In our previous report, we concluded that complex partial cluster seizures with orofacial involvement in cats often are associated with hippocampal pathology without other structural brain disease. We also demonstrated that MRI is useful in the antemortem diagnosis and that T2-weighted images may reveal hyperintense lesions restricted to the hippocampus and other extrahippocampal regions, such as the piriform lobe. Human patients commonly exhibit increased MRI signal intensity in the mesial temporal lobes with VGKC-complex antibody-associated limbic encephalitis, particularly on T2 or fluid-attenuated inversion recovery (FLAIR) sequences. MRI abnormalities in the temporal lobes can be seen in human patients and in dogs with seizures, regardless of the cause, suggesting that they can be the consequence of recurrent seizures. Our results indicating an association between hippocampal inflammatory and degenerative changes and VGKC-complex/LGI1 antibodies support an underlying autoimmune reaction in both humans and cats.

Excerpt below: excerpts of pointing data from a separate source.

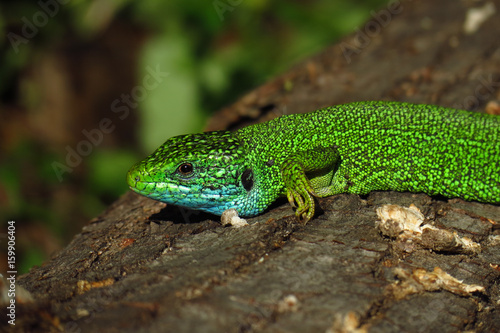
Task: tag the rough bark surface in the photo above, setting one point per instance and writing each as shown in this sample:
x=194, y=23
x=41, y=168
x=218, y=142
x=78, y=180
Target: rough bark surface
x=142, y=266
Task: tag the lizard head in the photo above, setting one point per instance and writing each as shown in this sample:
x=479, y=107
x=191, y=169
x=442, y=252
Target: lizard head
x=206, y=171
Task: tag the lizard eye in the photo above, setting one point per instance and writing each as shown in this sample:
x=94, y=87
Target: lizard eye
x=247, y=179
x=185, y=169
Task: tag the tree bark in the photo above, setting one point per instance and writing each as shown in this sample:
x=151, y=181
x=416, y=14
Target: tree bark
x=145, y=266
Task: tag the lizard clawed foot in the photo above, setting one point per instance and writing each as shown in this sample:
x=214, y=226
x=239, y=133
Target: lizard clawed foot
x=304, y=202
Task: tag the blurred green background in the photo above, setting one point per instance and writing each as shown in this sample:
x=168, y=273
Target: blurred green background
x=152, y=68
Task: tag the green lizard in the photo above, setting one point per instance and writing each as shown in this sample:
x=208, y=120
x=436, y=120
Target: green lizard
x=350, y=148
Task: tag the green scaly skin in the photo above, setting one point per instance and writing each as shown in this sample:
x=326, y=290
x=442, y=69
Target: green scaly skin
x=350, y=148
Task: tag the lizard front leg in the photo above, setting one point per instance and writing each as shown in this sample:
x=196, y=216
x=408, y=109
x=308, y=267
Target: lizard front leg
x=320, y=161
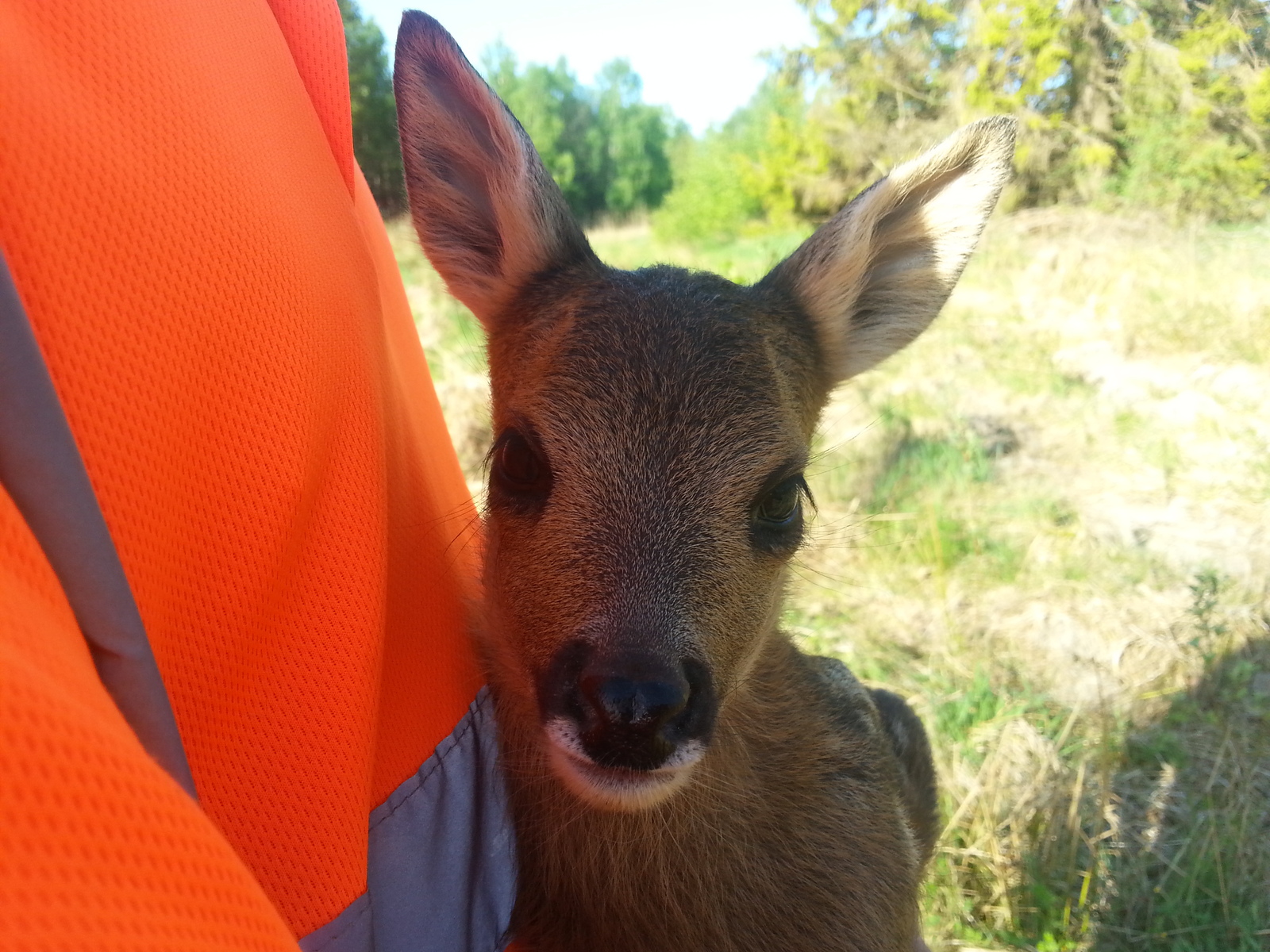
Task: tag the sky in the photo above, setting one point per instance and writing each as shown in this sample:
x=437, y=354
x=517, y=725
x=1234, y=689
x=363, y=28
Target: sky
x=700, y=57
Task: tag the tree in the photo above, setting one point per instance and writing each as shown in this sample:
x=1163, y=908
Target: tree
x=375, y=135
x=605, y=149
x=1157, y=102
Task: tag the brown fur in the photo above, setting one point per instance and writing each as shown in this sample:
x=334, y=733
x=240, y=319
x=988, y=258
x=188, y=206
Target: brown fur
x=664, y=405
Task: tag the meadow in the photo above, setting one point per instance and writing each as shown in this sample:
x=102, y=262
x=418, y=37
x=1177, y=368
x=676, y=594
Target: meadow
x=1047, y=526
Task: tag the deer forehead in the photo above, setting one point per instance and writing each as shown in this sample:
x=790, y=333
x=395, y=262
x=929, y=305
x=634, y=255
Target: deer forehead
x=660, y=363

Recent investigations have shown that most of the antibodies thought previously to be directed against VGKCs in humans are, in fact, binding to other cell membrane proteins, particularly LGI1, CASPR2, and contactin 2 that are components of VGKC complexes. The presence of LGI1 antibodies in the VGKC-complex antibody-positive cats, therefore, strongly supports a similar etiology as observed in the human disease. However, 2 important questions must be considered. First, Is the presence of antibodies specific to the neurologic disorder? and secondly, Are these antibodies pathogenic? Antibodies to VGKC-complexes were not detected in any of the control cats including 3 with brain tumors. The presence of autoantibodies does not appear to be a nonspecific inflammatory response because other antibodies such as those against GAD, an intracellular protein also associated with LE in humans, were not detected in these cats. Although very few studies have been reported, the major pathophysiologic mechanism is likely to be interference with the expression or function of VGKCs as a result of antibodies binding to LGI1 with which they are closely associated in the neuronal membrane. This would lead to increased neurotransmitter release with resulting neurologic deficits and seizures.
The most important finding of our study is that autoimmune limbic encephalitis likely exists in cats and that the VGKC-complex antibody may play an important etiologic role in seizure diseases in this species. We found that 36% of cats with acute onset CPS with orofacial involvement showed increased concentrations of IgG against VGKC-complexes in the acute stage of their disease, and the clinical course and follow-up examination strongly suggest that immune-mediated limbic encephalitis has a fair prognosis in cats. Further investigations with larger case recruitment and complete diagnostic evaluation including brain high-field MRI, CSF analysis, EEG, histology, and follow-up examinations including cats with different CNS disorders and different seizure types are necessary to validate our conclusion and to explore further similarities with the human disease.
This study was not supported by a grant.
Conflict of Interest: Authors disclose no conflict of interest.